In essence, this is planned to be a trading block which will tear down national barriers across North and South America - profit-driven capitalism unleashed without any of the social benefits we have in the European Union's single market.
Alarm has been raised in the US labor movement over the job losses, environmental impact, and increased poverty throughout the continent, that FTAA will bring. At the time though, American union colleagues despaired that less than a tenth of their population even knew what the initials stood for. "Couldn't happen here", I though.
Well...it can. How many people in the UK know what GATS stands for?
Yet we have less than a month left before the UK government closes public consultation on changes to the General Agreement on Trade in Services, an international treaty which governs not only who can sell what to whom, but also the way global companies run their businesses around the world. FTAA for a planet, not just a continent.
By March, all countries in the World Trade Organisation, which oversees GATS, will submit their "requests" for liberalisation of other nations' trading rules. In a round of closed-door international horse-trading that could run until 2005, countries will be encouraged to drop trade barriers, privatise public services, and withdraw government subsidies.
For the UK, where 70% of the economy falls under the WTO definition of service industries, GATS could reach further into the arena of public policy than any trade agreement in history, not least in the audio-visual sector.
US trade negotiators have "requested", in GATS parlance, that: Europe and the UK should allow free access to the film, cinema, video, television, radio, and record industries; that quotas for the broadcast of local TV programming should be scrapped; and that "discriminatory subsidies", like the BBC licence fee, should be abandoned.
If granted, these requests would turn the European and British and cultural industries on their heads, and probably kill some of them off completely.
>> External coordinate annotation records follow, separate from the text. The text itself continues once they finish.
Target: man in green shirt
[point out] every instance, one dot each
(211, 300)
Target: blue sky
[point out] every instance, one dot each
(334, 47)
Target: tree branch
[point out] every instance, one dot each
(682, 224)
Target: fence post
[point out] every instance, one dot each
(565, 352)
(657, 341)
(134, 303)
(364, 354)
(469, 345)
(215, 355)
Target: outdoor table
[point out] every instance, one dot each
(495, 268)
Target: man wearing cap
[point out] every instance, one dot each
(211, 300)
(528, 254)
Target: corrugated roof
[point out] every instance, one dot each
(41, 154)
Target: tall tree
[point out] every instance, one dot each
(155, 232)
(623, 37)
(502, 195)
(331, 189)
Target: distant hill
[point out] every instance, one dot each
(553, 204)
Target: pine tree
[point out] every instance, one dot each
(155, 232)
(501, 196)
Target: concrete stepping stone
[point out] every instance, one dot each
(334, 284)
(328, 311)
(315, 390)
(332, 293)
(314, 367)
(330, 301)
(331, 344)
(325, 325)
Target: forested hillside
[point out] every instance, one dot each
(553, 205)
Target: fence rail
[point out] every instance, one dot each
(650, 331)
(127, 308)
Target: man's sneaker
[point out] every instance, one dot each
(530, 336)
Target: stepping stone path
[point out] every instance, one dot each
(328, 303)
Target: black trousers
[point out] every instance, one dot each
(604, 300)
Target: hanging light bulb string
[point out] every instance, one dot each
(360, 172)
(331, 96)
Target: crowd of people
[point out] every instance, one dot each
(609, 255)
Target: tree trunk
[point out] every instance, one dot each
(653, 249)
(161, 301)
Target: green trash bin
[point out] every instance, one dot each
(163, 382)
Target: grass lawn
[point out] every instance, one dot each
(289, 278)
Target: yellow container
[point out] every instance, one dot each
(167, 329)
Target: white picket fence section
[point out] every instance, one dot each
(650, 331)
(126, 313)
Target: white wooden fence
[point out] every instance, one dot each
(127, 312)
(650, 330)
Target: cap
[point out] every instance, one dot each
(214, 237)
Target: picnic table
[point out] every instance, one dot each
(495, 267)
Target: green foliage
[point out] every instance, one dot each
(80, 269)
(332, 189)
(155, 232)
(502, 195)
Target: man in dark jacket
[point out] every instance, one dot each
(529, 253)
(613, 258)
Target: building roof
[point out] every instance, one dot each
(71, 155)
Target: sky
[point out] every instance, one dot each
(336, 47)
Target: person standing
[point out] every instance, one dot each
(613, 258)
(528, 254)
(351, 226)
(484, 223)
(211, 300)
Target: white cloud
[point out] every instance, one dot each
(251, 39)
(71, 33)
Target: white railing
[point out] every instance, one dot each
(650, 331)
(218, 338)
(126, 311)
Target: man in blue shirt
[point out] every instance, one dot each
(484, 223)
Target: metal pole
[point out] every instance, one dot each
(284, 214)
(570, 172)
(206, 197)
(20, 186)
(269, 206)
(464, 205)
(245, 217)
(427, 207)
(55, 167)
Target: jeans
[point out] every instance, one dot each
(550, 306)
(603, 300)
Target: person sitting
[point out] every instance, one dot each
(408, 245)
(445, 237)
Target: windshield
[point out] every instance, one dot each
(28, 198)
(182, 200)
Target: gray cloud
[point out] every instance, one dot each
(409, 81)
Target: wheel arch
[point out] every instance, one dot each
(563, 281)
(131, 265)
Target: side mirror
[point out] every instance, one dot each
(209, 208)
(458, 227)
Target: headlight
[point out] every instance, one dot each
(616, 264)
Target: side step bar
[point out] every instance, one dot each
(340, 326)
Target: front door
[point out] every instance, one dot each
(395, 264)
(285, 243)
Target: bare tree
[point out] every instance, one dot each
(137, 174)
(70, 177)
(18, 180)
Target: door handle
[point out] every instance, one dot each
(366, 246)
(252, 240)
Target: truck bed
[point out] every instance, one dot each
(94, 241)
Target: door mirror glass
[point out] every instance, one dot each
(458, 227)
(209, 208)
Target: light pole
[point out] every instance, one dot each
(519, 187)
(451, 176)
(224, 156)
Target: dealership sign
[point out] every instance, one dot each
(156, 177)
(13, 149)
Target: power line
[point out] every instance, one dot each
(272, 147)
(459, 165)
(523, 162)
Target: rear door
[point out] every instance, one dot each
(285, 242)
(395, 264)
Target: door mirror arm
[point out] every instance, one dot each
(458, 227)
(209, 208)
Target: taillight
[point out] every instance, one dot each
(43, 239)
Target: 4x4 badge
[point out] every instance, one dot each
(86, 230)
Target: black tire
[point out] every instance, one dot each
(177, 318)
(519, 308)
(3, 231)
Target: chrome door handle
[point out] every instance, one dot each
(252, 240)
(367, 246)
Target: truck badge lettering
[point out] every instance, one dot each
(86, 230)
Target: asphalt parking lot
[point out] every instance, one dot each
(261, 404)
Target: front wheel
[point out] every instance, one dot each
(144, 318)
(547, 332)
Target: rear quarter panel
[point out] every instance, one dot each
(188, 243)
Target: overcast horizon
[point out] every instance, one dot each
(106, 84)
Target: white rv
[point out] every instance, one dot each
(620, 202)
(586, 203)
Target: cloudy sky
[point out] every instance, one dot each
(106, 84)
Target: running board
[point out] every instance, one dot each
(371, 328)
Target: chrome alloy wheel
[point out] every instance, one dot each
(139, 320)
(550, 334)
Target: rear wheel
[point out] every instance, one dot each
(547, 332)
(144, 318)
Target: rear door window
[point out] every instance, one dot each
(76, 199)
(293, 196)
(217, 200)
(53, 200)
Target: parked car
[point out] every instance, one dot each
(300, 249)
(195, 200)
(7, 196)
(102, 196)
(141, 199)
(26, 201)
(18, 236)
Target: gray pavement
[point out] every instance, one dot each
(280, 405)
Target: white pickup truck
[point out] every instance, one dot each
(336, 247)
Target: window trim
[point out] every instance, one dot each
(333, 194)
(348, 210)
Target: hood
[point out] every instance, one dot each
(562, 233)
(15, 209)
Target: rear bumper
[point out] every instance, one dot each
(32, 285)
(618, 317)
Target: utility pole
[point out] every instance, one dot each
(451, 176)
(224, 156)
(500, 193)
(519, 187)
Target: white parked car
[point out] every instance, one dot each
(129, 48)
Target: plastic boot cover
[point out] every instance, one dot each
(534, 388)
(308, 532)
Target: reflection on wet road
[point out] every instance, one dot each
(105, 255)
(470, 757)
Other demands for liberalisation cover the full slate of service industries, many of them still publicly-run in Europe, including transport, healthcare, telecoms, utilities like water and electricity, and even education. In all of them, requests have been made for public monopolies to be banned.
In short, Europe is being asked to stop regulating key industries in the interests of society, and hand them over to transnational profiteers. For developing countries GATS poses equal risks - along with other developed nations, the UK government claims that liberalisation of global trade will be good for them, but has not published the full list of "requests" from rich nations to the third world, many of which are aimed at allowing global corporations to trample over fragile local economies in Africa and Asia.
On the other hand, the UK is one of the few countries to be running any consultation at all on the GATS negotiations, and thanks to its candour we know that Europe will be making no requests of other WTO members regarding the audio-visual sector in order to fend off demands from global entertainment companies, mostly American, who want to take over our cultural industries.
However, that won't stop deals being cut where concessions could be made in the audio-visual sector to win trade advantages in other industries - UK film subsidies could, for example, be scrapped in return for the right of British companies to buy Venezuelan power stations. Purely hypothetical of course, but not impossible.
Already, there are suggestions that a clause in the Communications Bill to allow non-European ownership of Channel 5, without any reciprocal promise that British companies could buy into the American TV industry, is some small part of the GATS negotiating game.
BECTU has been closely involved in steering the UK towards a steely defence of our sector once the GATS talks get going, directly with the Culture Ministry, and through the British Screen Advisory Council, the government's sounding board.
In the US it took almost a year for unions and other groups to get a campaign going against FTAA - we've got only a few months left, and will be pulling out all the stops to explain what the initials GATS actually stand for.